Defendant’s Use of “Evidence Eliminator” Software Warrants Adverse Inference

DirecTV, Inc. v. Borow, 2005 WL 43261 (N.D.Ill. Jan. 6, 2005)

In this case, the court granted summary judgment in favor of plaintiff DirecTV and against defendant Randy Borow on claims stemming from Borow’s unauthorized use of plaintiff’s satellite television signal. Summary judgment was warranted, in part, because defendant had not offered sufficient evidence to rebut the presumption that arose from his destruction of relevant evidence.

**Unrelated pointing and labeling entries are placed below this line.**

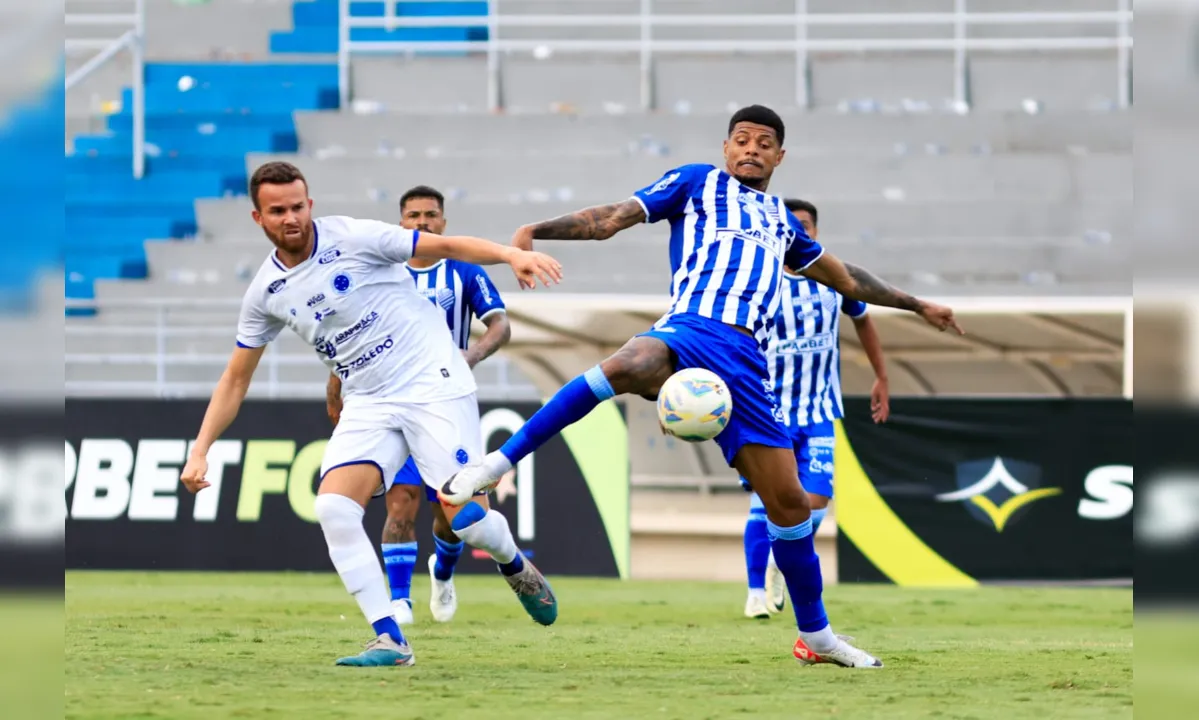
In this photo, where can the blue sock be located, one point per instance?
(447, 555)
(398, 558)
(796, 557)
(757, 543)
(513, 567)
(473, 516)
(387, 625)
(567, 406)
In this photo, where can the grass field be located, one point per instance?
(263, 646)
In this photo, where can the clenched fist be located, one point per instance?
(193, 473)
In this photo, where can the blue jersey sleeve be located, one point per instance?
(803, 250)
(481, 294)
(854, 308)
(668, 197)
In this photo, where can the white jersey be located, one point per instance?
(359, 308)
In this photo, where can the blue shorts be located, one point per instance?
(712, 345)
(814, 457)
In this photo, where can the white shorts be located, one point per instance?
(443, 437)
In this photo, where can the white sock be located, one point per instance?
(493, 534)
(496, 464)
(821, 641)
(354, 555)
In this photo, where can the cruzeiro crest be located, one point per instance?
(994, 490)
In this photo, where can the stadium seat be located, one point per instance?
(202, 119)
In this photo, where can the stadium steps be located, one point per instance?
(315, 24)
(202, 121)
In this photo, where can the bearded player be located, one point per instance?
(459, 290)
(337, 283)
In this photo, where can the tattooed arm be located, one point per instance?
(859, 283)
(590, 223)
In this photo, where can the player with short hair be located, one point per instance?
(337, 283)
(729, 241)
(461, 290)
(803, 356)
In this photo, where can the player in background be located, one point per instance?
(337, 283)
(803, 357)
(461, 290)
(729, 241)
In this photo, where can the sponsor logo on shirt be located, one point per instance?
(766, 241)
(663, 183)
(363, 361)
(827, 300)
(819, 343)
(483, 289)
(361, 325)
(342, 283)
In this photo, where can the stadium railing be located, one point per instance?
(106, 48)
(158, 318)
(802, 46)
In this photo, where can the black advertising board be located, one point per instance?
(953, 492)
(127, 510)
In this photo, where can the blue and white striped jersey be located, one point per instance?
(728, 243)
(805, 350)
(459, 289)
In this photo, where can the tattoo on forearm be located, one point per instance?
(591, 223)
(874, 290)
(399, 531)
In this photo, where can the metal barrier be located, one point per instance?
(157, 325)
(646, 46)
(132, 40)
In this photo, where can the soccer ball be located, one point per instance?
(694, 405)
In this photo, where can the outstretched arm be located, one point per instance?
(223, 407)
(333, 398)
(880, 392)
(528, 266)
(859, 283)
(590, 223)
(499, 332)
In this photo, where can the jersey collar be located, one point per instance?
(429, 268)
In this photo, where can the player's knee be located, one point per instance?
(338, 515)
(467, 516)
(787, 506)
(634, 369)
(441, 528)
(403, 502)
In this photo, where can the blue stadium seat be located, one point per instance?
(197, 144)
(315, 24)
(198, 133)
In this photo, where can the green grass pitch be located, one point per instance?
(188, 645)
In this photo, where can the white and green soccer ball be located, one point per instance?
(694, 405)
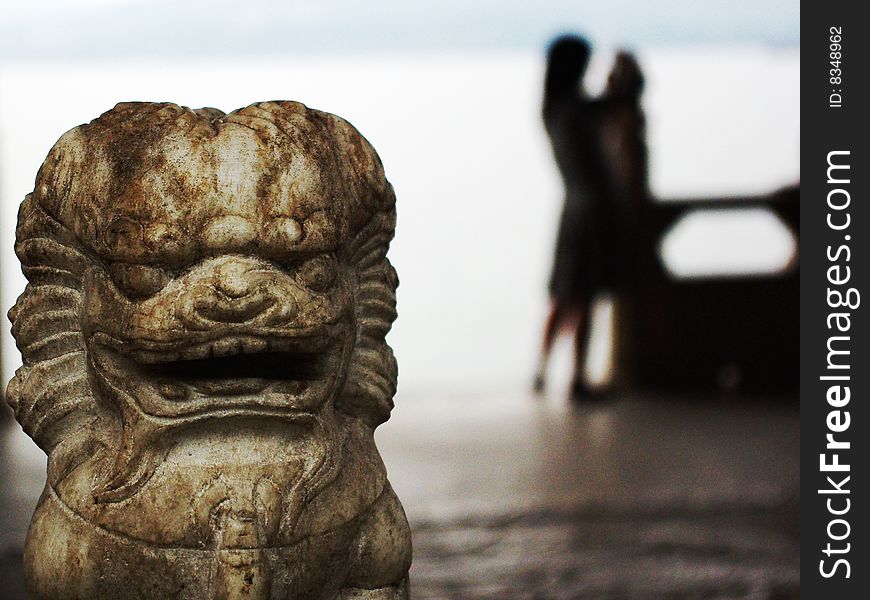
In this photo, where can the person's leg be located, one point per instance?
(551, 328)
(582, 334)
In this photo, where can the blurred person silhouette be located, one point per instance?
(710, 334)
(599, 149)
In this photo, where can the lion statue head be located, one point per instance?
(186, 266)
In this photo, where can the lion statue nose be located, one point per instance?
(237, 290)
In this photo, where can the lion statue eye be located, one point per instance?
(317, 273)
(138, 281)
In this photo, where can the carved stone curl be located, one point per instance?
(204, 358)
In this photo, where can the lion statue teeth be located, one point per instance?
(204, 358)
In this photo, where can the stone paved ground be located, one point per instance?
(514, 498)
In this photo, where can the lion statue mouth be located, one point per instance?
(286, 374)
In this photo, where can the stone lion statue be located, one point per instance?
(203, 337)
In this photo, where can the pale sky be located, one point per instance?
(70, 29)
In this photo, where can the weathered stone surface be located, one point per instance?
(204, 358)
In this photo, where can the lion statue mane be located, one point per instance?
(187, 269)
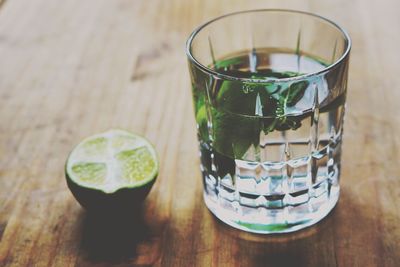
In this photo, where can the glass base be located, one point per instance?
(270, 221)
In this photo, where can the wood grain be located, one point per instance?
(72, 68)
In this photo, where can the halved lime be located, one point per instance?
(115, 169)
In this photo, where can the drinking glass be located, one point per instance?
(269, 91)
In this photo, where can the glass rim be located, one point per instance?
(212, 72)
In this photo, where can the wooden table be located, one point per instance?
(69, 69)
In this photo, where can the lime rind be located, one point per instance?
(128, 160)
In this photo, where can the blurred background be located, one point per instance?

Five months after plaintiff filed its complaint, defendant used a software program called “Evidence Eliminator” to erase evidence requested by plaintiff from his computer. After defendant’s computer was surrendered for inspection, plaintiff’s forensics expert was able to recover some deleted files, including programs used by satellite pirates to intercept plaintiff’s encrypted signal and files that listed the names of piracy websites that defendant visited or to which he had subscribed. However, other files were permanently deleted. On plaintiff’s earlier motion for sanctions, the court concluded that the defendant had acted in bad faith and deliberately destroyed relevant evidence. On summary judgment, the court afforded plaintiff an adverse inference that the destroyed documents would not have favored the defense. Defendant failed to properly oppose summary judgment, and offered only general denials of the facts demonstrating his acts of piracy and evidence spoliation.